Basically I just got my si hing red sash last week, being at grade 3 since early February. I have being taught chain kicking, the bridging the gap and follow up. So basic techniques I have down. I'm pretty efficient at initiating the attack, and follow up with two or three strikes and two kicks. But that's as far as I am in my training, last week we've just started to learn some take downs which i need to work more on. 

that sucks to hear all the great instructors have all gone from the academy, because especially now the sparring classes are canceled (seeing that nobody goes to them anymore). 

I used to go to them for a bit back in grade 2 but I felt that my understanding of wing chun isnt sufficient enought to put into practice. 

The only sparring- like classes are held at 8 to 9 30 pm on mondays. I just attended this week, and that's where I realise my training at the moment is not enough. 

I lack the ability to turn on that constant forward pressure as soon as I come across a boxer. But i eventually do turn it on, but not without copping a few crosses. I've tried to do the dai sau but with limited success. So I just kept my guard up on the instructors centreline and tried to latch and punch through. It worked for a bit, but I always fail to defend against these little annoying feints that he does. I understand that as soon as I see him flinch i should react and strike, but as I strike i would get him in the head but he would also land a cross across my face most of the times. On some occassions, i would be able to parry it with my secondary guard.
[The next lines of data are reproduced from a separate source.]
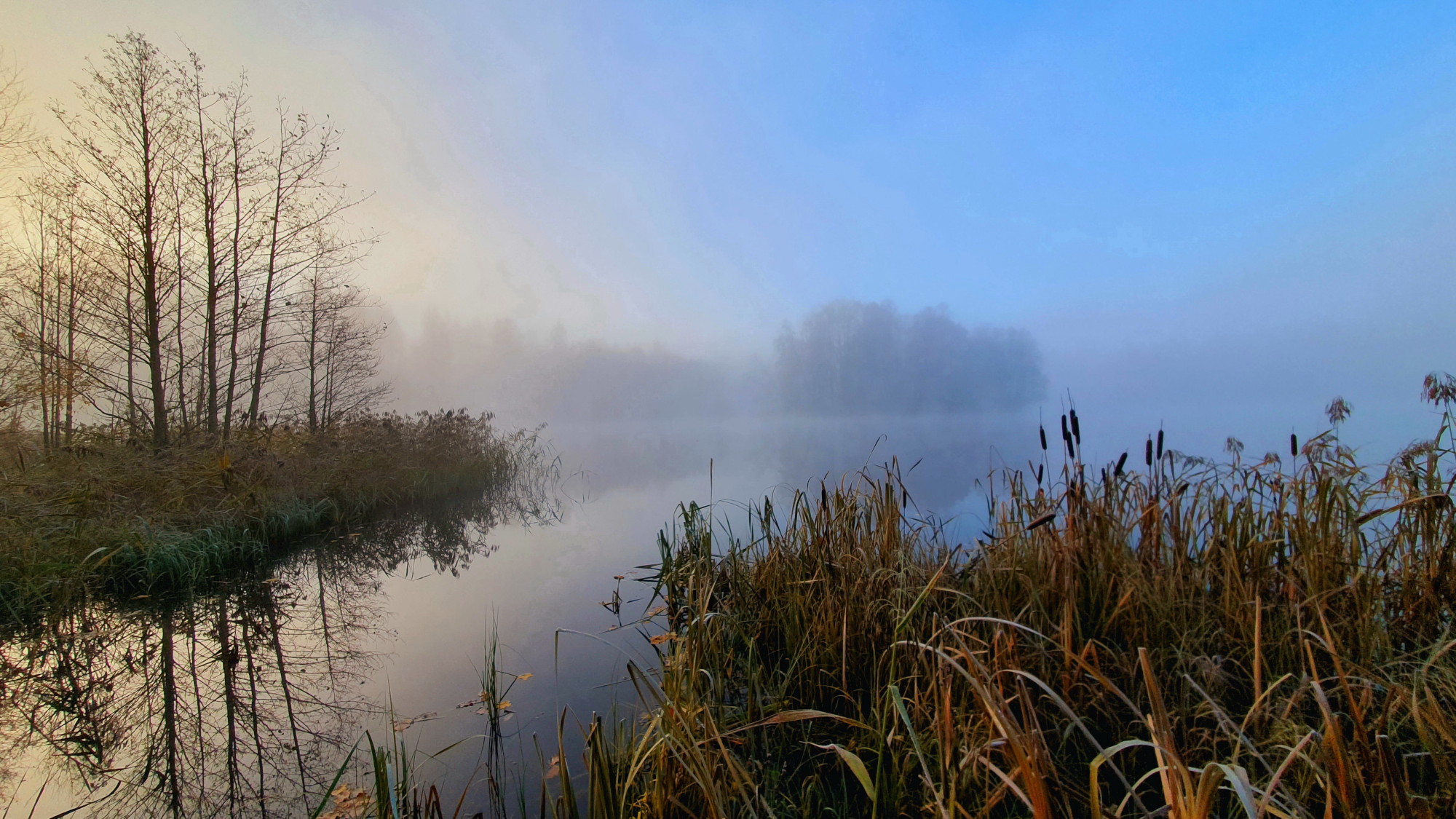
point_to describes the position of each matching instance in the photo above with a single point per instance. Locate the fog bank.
(844, 360)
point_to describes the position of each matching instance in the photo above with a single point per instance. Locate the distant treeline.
(857, 357)
(847, 359)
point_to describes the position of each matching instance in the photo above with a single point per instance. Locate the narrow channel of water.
(245, 700)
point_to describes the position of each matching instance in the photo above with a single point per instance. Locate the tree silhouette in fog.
(860, 359)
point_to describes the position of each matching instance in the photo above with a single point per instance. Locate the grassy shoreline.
(1184, 638)
(108, 515)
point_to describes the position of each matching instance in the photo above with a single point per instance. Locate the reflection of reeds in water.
(1189, 641)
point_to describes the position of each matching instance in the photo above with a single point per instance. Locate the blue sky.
(1218, 216)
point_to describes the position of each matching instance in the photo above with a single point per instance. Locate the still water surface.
(245, 700)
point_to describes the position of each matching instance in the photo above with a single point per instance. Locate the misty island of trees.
(847, 359)
(857, 357)
(175, 267)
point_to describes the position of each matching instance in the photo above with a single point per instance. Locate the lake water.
(245, 700)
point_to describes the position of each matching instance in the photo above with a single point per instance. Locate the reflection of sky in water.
(624, 486)
(423, 598)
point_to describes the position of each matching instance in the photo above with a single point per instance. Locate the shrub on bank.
(110, 510)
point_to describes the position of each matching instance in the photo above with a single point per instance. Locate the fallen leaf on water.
(349, 803)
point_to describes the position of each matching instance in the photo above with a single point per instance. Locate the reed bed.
(1174, 638)
(107, 513)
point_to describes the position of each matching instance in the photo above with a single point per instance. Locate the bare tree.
(339, 346)
(174, 272)
(305, 210)
(124, 154)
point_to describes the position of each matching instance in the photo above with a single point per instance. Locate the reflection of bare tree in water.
(235, 703)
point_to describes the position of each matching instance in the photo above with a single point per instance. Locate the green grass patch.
(108, 515)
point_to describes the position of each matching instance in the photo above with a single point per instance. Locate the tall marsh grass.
(1176, 638)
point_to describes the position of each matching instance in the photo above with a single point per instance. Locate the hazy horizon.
(1209, 219)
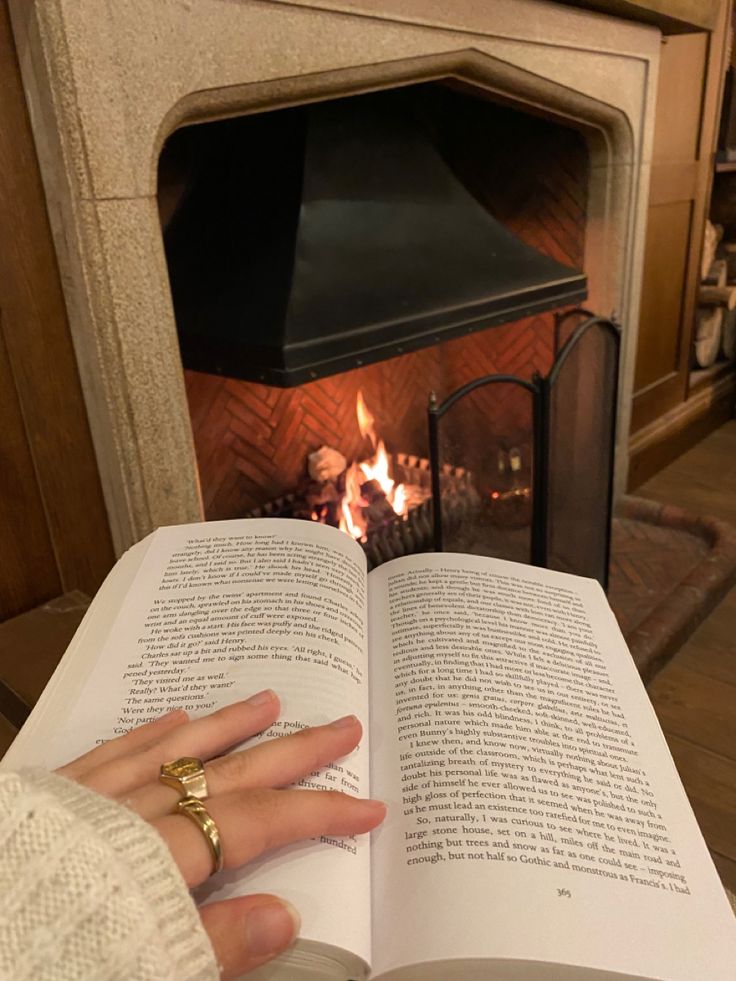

I will stay at this academy because I do enjoy the teachings they offer there, especially Instructor Len Hollis who as much as he can try to emphasise the need to apply Wing Chun in realistic situations. 

I'm really interested in learning from these instructors that've left the academy so I can get a better understanding of applying Wing Chun realistically. Mook Joon Man, do you by any chance still teach or know of the whereabouts of these instructors?


----------



## mook jong man (Jul 8, 2009)

Hi mate , it seems to me that it is the straight punches that are catching you out. Which makes sense since they are the most direct and give you the least time to react.

First things first , is your guard up high enough to intercept a fast jab to the face.
The second thing is to realise that sparring although approximating a real fight is still a game with limitations.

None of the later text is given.